Oct 22 - 28, 2001
Mr. Shahid Ghaffar has recently been elevated to the
position of Commissioner in the Securities and Exchange Commission of
Pakistan (SECP). He has been working for the Commission as Executive
Director (Securities Market Division) since August last year. Before his
present appointment, he has worked as Executive Vice President in NIT
and then as Managing Director, Karachi Stock Exchange. He holds a
Masters Degree in Business Administration and has attended the
prestigious three-week course of "Securities Markets Development
and Regulation", organized by the U.S. Securities and Exchange
Commission, in Washington, D.C. He has wide exposure to all aspects of
securities market operations and stock exchange regulation. Besides his
relevant qualifications and experience, Mr. Shahid Ghaffar has played a
major role in implementation of recent capital market reforms in
Q. There is a common perception that the stock
markets in Pakistan are manipulated by a group of big and influential
brokers. The rise and fall in the prices of scrips is more because of
their preconceived notions/decisions. What are your views?
A. There is no doubt that there exists such a
perception that the stock markets in Pakistan at times manipulated by
big operators. There are several reasons for this. The market is narrow
and activities are concentrated to few scrips. Also there are several
small companies, which are very closely held and floating stock is
limited. The monitoring and surveillance of Stock Exchanges is also not
that effective. All above factors combined together make manipulation
easier. The SEC is fully conscious of the fact and in order to check
manipulation has set up a Surveillance Wing to monitor any abnormal
activity. The Commission has also taken steps to improve the governance
of the Exchanges. Along with this risk management measures has also been
introduced. The blank selling has also been banned. All above steps has
helped in checking manipulation to some extent. We intend to further
strengthening our investigative capacity which will help in arresting
manipulative activities in the market in an effective manner.
Q. How would you explain the recent surge in
the market when the regional scenario is highly depressing and hardly
conducive for enhanced economic activity?
A. Everywhere in the world the behaviour of
the market is normally dependent on sentiments of future perception
rather than on economic fundamentals. Further, stock market in Pakistan
has been depressed for a long time and the share prices were extremely
low and there are several shares which were offering dividend yield of
20% and above besides offering prospects for capital gain. However,
investors were shy to invest in the market because of prolonged bearish
trend. Recently, the de-dollarisation of economy and lifting of
sanctions by the USA and European countries, and selective buying by
institutions have helped removing hangover of weak holders and has
improved improving market sentiments.
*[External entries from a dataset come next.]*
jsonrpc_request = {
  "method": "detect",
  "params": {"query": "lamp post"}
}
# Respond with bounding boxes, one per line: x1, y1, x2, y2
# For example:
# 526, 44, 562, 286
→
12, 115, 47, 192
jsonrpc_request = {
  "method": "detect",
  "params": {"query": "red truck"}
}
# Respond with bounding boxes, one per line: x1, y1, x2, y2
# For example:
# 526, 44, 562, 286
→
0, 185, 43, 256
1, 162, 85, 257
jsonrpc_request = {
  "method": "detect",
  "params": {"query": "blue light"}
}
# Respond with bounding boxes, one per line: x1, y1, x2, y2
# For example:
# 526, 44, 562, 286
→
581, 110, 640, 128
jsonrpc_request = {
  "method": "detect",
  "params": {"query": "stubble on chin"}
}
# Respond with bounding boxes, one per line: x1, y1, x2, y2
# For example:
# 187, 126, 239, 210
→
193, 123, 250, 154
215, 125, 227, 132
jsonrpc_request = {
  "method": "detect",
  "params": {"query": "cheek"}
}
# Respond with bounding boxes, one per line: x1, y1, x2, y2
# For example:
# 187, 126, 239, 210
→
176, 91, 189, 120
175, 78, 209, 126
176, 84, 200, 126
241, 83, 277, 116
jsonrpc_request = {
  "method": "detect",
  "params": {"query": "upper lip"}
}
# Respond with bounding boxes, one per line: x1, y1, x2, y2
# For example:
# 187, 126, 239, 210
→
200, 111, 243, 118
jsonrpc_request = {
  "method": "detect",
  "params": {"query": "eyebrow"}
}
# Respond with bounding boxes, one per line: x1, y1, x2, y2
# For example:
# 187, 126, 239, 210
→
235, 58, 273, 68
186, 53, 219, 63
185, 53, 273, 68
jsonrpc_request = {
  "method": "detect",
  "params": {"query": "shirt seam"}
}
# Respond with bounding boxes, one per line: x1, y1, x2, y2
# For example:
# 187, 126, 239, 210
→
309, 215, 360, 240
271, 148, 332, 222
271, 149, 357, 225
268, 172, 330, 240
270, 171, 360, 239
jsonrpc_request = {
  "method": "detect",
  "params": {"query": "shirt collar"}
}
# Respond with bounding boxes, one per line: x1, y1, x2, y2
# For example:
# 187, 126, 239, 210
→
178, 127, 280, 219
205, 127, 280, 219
Based on the fact that shares
prices of fundamentally good companies are available at attractively low
values, it is hoped that market might soon get out of the bear trap.
Q. Reportedly there was a lot of resistance in
the initial stages when T+3 system was introduced in stock market. It
seems to have subsided by now. How it happened and has the goals of
introduction of T+3 achieved?
A. There is always resistance to reforms.
There was a feeling among market participants mainly brokers that with
the introduction of T+3 system the turnover will decline the factual
position today is that after successful implementation of T+3, turnover
has actually improved significantly. The very fact that after September
11 incident when the share prices fluctuated widely, there was no
serious threat to market integrity. The implementation of T+3 system
along with other risk mitigating reforms implemented earlier have proved
to be effective.
Q. How the futures trading is progressing?
When you plan to introduce it in Lahore and Islamabad Stock Exchanges?
A. When future trading was introduced, there
was not much activity. However, future trading has now started
improving. Since this is a new product, participants and investors are
taking time to understand the new product. It is expected that trading
in futures will improve. The LSE is also working on future and intend to
introduce it shortly.
Q. Share Buy-Back Rules were recently relaxed
by the SECP. What was the main objective of extending this facility and
how for it has been achieved?
A. The Share Buy-Back Rules were recently
relaxed to make it more realistic and to remove irritants, which were
hindering buy-back of shares by the management. The objective of the
changes was to make these rules more realistic.